Data Mining is concerned with the discovery of patterns and relations
in large collections of data. Most current-day data mining algorithms can
only handle data with a fixed structure, where the data schema is defined in advance.
However, data on the web and bioinformatics databases often lack such a regular structure.
We call such data semi-structured.
The MISTA project aims at mining this type of data.
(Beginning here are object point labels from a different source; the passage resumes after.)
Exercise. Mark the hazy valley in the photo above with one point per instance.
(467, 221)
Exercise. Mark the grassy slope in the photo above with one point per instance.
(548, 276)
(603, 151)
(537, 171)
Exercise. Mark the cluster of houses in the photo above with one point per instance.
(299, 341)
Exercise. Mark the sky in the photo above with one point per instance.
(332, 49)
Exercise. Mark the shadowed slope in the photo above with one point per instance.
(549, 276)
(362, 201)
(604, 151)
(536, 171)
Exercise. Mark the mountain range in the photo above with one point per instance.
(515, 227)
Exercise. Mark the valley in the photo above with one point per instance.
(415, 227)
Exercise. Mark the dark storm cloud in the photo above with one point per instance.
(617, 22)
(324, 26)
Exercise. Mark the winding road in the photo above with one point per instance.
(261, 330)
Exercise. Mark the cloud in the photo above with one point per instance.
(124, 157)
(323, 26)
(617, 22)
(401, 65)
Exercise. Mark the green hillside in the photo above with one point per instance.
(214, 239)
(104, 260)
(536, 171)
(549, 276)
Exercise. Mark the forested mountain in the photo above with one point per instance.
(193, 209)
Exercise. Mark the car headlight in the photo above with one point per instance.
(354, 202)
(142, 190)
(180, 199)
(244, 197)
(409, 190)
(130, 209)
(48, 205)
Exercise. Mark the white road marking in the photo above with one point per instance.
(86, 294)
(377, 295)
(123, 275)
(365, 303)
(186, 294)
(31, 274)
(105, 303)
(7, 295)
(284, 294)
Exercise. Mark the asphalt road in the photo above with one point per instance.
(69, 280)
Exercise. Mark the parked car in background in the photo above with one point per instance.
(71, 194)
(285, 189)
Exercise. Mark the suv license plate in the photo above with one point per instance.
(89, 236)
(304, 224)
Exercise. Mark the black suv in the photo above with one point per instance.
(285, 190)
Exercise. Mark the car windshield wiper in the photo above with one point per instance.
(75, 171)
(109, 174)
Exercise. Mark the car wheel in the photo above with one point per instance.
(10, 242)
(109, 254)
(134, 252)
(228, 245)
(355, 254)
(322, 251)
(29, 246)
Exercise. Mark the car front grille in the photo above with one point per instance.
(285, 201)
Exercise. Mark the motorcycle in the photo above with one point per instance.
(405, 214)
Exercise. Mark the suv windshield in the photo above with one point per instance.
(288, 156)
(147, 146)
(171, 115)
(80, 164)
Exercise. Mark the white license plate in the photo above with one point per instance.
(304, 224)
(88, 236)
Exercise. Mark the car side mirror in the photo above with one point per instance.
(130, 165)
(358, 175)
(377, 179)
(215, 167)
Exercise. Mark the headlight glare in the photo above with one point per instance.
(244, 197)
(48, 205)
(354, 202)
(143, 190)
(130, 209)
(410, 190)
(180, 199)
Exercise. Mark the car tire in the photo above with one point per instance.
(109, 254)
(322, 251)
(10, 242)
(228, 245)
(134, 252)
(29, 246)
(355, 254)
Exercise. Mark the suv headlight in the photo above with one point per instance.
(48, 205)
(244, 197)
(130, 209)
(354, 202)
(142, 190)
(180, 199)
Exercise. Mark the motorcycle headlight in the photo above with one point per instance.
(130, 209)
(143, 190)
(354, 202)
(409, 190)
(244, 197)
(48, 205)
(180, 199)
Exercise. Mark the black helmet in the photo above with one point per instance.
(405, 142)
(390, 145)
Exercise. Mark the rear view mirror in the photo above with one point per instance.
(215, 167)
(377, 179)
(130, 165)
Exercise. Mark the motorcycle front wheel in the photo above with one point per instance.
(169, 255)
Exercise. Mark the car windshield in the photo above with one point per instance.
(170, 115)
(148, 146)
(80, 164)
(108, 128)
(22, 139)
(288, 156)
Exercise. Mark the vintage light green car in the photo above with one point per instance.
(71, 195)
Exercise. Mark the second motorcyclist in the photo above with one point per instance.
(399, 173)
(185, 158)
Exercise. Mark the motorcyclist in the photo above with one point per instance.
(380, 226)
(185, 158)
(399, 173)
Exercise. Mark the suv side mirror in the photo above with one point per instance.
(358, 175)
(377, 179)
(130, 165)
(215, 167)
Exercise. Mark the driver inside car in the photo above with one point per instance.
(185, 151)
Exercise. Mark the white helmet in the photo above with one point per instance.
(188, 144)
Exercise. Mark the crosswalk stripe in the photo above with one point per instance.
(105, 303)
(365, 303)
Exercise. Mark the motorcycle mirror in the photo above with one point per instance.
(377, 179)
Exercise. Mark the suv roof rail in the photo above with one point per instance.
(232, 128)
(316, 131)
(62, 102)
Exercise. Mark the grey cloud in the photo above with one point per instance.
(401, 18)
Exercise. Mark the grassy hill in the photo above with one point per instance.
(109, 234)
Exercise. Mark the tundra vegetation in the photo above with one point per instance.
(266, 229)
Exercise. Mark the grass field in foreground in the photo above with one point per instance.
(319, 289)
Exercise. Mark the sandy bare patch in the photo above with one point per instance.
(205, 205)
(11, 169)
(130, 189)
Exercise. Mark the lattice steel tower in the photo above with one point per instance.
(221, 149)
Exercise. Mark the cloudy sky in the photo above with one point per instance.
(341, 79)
Since in normal databases all data items share the same structure, the structure
of the data items plays no role in standard data mining. For semi-structured
databases, however, the structure of an individual data item encodes an important
part of its semantics. Therefore, mining for patterns and models in the structure
of the data, e.g., for frequent substructures, is an important aspect of mining
semi-structured databases. In that respect, semi-structured data mining is close
to multi-relational data mining and Inductive Logic Programming: in
both cases patterns have structure.
The aim of the project is to develop algorithms
that discover rules or patterns from large collections of semi-structured data.
We will focus on the discovery of patterns that represent interactions between entities,
like frequent sub-trees and frequent sub-graphs. These can be seen as
generalizations of frequent item sets, which form the basis of the popular
association rule algorithms.
For example,
for data stored in tree structured XML documents (widely occurring in practice),
instead of discovering frequent item sets one would like to discover frequent (sub-)trees.
Frequent trees give a feeling for the general information content in the database: it is
a way of summarizing the data. This information can then be used to formulate
queries, as a guideline for building indexes, as a basis for
structure based clustering and for discovering access patterns.
Another example arises in the analysis of
accesslogs from webservers, where the behavior
of visitors produces lots of different trees (graphs) that can
be examined with respect to the occurrence of frequent patterns.
The project is divided into two parts: one which focuses on the algorithms for
finding frequent trees and graphs (main location: Leiden), and one which aims at the employment of
user-defined constraints and condensed representations (main location: Utrecht).
PhD Position 1: Algorithms for frequent trees and graphs (Leiden)
Finding frequent sub-trees is not straightforward.
First one has to decide on the type of trees and on a notion of inclusion on trees.
Here are several possibilities that will heavily influence the algorithm.
For example, are the elements in the tree ordered or not? Do we consider sets or
multi-sets? When do we consider a tree to
be a sub-tree of another tree?
In this context, it is also possible to consider graphs.
The occurrence of cycles may complicate the matter further.
(For example, in a movie database
a director may serve as an actor in his/her own movie.)
There is an interesting link with the theory of parallel processes
which can be further exploited.
Checking of the inclusion relation should be performed as efficiently as possible: speed is an important issue.
The actual mining algorithm should be a balance
between generation of candidate trees,
pruning of the search space
and checking of the inclusion of candidate trees on all
elements of the database.
Assumptions about the size of the database will also influence the algorithm.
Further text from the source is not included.